この恋は、ダンジョン最下層からはじまった。【side:元Fランク剣士】《3分恋#最終》
魔術学校の卒業式は、「証明杖」の受け渡しだけで終わった。
7年間で取得した魔法のすべてが、この杖に詰まっている。そして、もうひとつ――ポケットには、“あの日”を信じて選んだ、たったひとつの贈り物。

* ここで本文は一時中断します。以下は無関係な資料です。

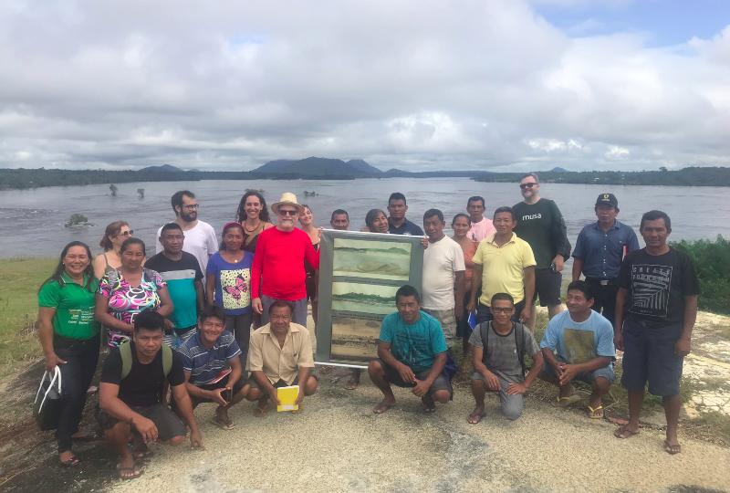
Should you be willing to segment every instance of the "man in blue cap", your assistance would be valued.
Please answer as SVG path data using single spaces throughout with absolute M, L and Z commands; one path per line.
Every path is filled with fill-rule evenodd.
M 593 309 L 613 324 L 616 310 L 616 278 L 621 261 L 639 249 L 639 240 L 631 226 L 620 223 L 619 201 L 613 194 L 601 194 L 596 199 L 598 221 L 586 226 L 578 236 L 573 249 L 573 280 L 582 273 L 593 292 Z

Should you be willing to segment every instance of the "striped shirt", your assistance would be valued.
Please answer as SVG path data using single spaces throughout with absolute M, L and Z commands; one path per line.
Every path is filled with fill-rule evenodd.
M 211 349 L 203 344 L 198 331 L 178 351 L 182 357 L 182 369 L 190 372 L 190 383 L 197 386 L 215 380 L 223 370 L 231 366 L 230 360 L 241 354 L 238 343 L 228 330 L 221 333 Z

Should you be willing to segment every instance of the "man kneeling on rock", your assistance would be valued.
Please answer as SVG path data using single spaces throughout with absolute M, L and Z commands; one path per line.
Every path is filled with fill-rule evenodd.
M 426 413 L 435 411 L 435 402 L 446 404 L 454 390 L 443 374 L 447 361 L 446 339 L 439 321 L 421 310 L 421 296 L 412 286 L 402 286 L 395 293 L 396 313 L 381 325 L 378 360 L 368 365 L 370 380 L 384 398 L 373 413 L 385 413 L 395 405 L 391 383 L 412 387 L 421 397 Z
M 467 421 L 476 425 L 485 417 L 486 391 L 498 392 L 502 413 L 515 420 L 525 408 L 524 394 L 537 378 L 543 365 L 542 353 L 529 329 L 512 321 L 515 300 L 507 293 L 495 293 L 489 305 L 492 320 L 480 323 L 472 332 L 474 348 L 472 394 L 476 406 Z M 533 365 L 525 376 L 525 355 Z
M 558 407 L 567 407 L 580 398 L 575 393 L 573 381 L 590 384 L 588 414 L 603 417 L 601 397 L 613 383 L 613 326 L 593 308 L 593 288 L 586 281 L 577 280 L 568 286 L 568 309 L 553 317 L 540 342 L 548 364 L 540 378 L 559 387 Z
M 299 410 L 305 395 L 317 392 L 318 382 L 312 374 L 312 341 L 306 327 L 291 321 L 293 312 L 292 303 L 274 301 L 268 309 L 269 322 L 251 334 L 248 350 L 251 390 L 246 399 L 258 401 L 256 414 L 259 417 L 266 413 L 269 399 L 278 404 L 279 387 L 299 386 L 294 403 Z
M 185 425 L 162 403 L 165 381 L 190 427 L 191 446 L 203 446 L 185 388 L 182 361 L 170 346 L 162 345 L 164 327 L 164 319 L 156 311 L 138 314 L 132 341 L 112 349 L 101 370 L 97 420 L 120 455 L 117 469 L 122 479 L 141 474 L 135 460 L 149 455 L 147 444 L 160 440 L 179 445 L 185 439 Z
M 201 313 L 198 332 L 178 351 L 193 407 L 201 403 L 217 404 L 213 424 L 230 430 L 235 425 L 228 409 L 245 397 L 250 385 L 242 374 L 241 349 L 224 323 L 223 309 L 208 307 Z

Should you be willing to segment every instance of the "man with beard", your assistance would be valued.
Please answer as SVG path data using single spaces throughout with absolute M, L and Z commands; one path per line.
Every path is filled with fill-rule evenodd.
M 185 242 L 182 251 L 193 254 L 198 259 L 201 271 L 205 275 L 208 258 L 218 251 L 218 240 L 215 230 L 211 225 L 198 219 L 198 201 L 195 194 L 189 190 L 175 192 L 171 199 L 172 210 L 175 212 L 175 223 L 182 228 Z M 162 234 L 162 228 L 157 230 L 157 237 Z M 157 241 L 157 253 L 164 251 L 162 244 Z M 203 282 L 204 286 L 204 282 Z
M 271 205 L 277 216 L 276 227 L 259 235 L 254 263 L 251 266 L 251 306 L 261 315 L 261 323 L 268 323 L 269 307 L 276 300 L 293 307 L 292 321 L 307 326 L 307 272 L 305 259 L 313 268 L 319 268 L 319 252 L 312 240 L 295 227 L 304 208 L 290 192 Z

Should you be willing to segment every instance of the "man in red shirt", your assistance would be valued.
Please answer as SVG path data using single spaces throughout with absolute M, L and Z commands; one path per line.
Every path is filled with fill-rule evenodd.
M 271 205 L 278 220 L 276 227 L 259 234 L 254 263 L 251 266 L 251 305 L 261 315 L 261 323 L 268 323 L 268 308 L 277 299 L 294 306 L 292 321 L 307 327 L 307 288 L 304 260 L 319 268 L 319 252 L 301 229 L 295 227 L 303 207 L 297 195 L 282 194 Z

「まさか、Fランク剣士だったルドが首席で卒業なんてね〜」
顔を上げると、誇らしげな友人が「どこへ行くのか」と訊ねた。
「ギルド『マニマニ』の、候補生テスト用ダンジョンへ行くんだ」
「えっ! あそこ合格率低いけど、そんなに所属したいの?」
「ううん、違うよ」
会いたい人がいるんだ――ポケットの中の指輪を、こっそり握りしめた。
「くっ……やっぱり強い」
7年前も、このダンジョンで倒れた。仲間に置いていかれたが、今は最初から独りだ。
傷を癒やしながら、ただ前へ。
あの時助けてくれた、魔女の声が蘇る。「寿退社してやる〜」といつも笑っていた。
「……シーナ、元気かな」
早く会いたい。
『ヨソ見ヲスルナ』
まただ。最下層手前の魔王が強すぎる。でも今度は、自分の炎魔法で足の氷を溶かすことができるはず――。
『試験終了ダ。今救援ガクル』
「魔王様、それって」
まだ、最下層の魔女は変わっていないのか――不安をおぼえ、問いかけた瞬間。
箒に乗った魔女が降り立った。
燃える髪と瞳は、今も目に焼きついている。
「シーナ!」
彼女が口を開く前に、紅蓮の炎を宿した手を差し出していた。
「この色……もしかして、ルド?」
「……会いたかったです」
彼女の目が潤んでいくのが、わかった。
でも。彼女は瞬くばかりで、手には触れてくれない。
この炎魔法は、あの時ここで、ボクの氷を溶かしてくれたものなのに。
「デカくなってるし……まさか、本当に来ちゃうなんて」
シーナは笑いながら、でも涙を堪えているようだった。
「もし、バディが見つかってなかったら」
ボクと一緒に来てほしい――声が震えないよう言うと同時に、迷う指先を引き寄せた。
「あの時はまだ、気づかなかったんだけど」
また会いたいと思ったのは、シーナが――。
その先を言葉にする前に、ポケットの中から小さな箱を取り出した。
「ママとか言ってた、坊やのクセに……」
「それ、何年前の話?」
ピッタリとはいかなかったけど。彼女の瞳に合う金の指輪へ唇を落とした、瞬間。
透明な雫が彼女の頬を伝い、蒸発した。
「アンタ、このダンジョンのラスボスを連れ出すからには返品不可だからね! もう、二度と離れてやらないんだから……」
「はい! そのために来たんです」
このギルドには、不思議な地下ダンジョンがある。
ラスボス魔女に会いたい――たったそれだけの気持ちで、Fランク剣士が自分を変えてしまうほどの魔法がかかっている。
「待ちなさい! いい感じに締めようとしてるけれど」
冒険はここから。
シーナの言葉に、胸が高鳴った。
「アタシの夫になったからには、各地の魔王をシメる旅にも、危険な秘薬を探す旅にも、ぜーんぶ付き合ってもらうんだから!」
「ええー、どこかの田舎で薬屋を開くって選択肢は」
「なし!」
彼女と一緒にいる限り、ボクの変化の旅はまだ続きそうだ。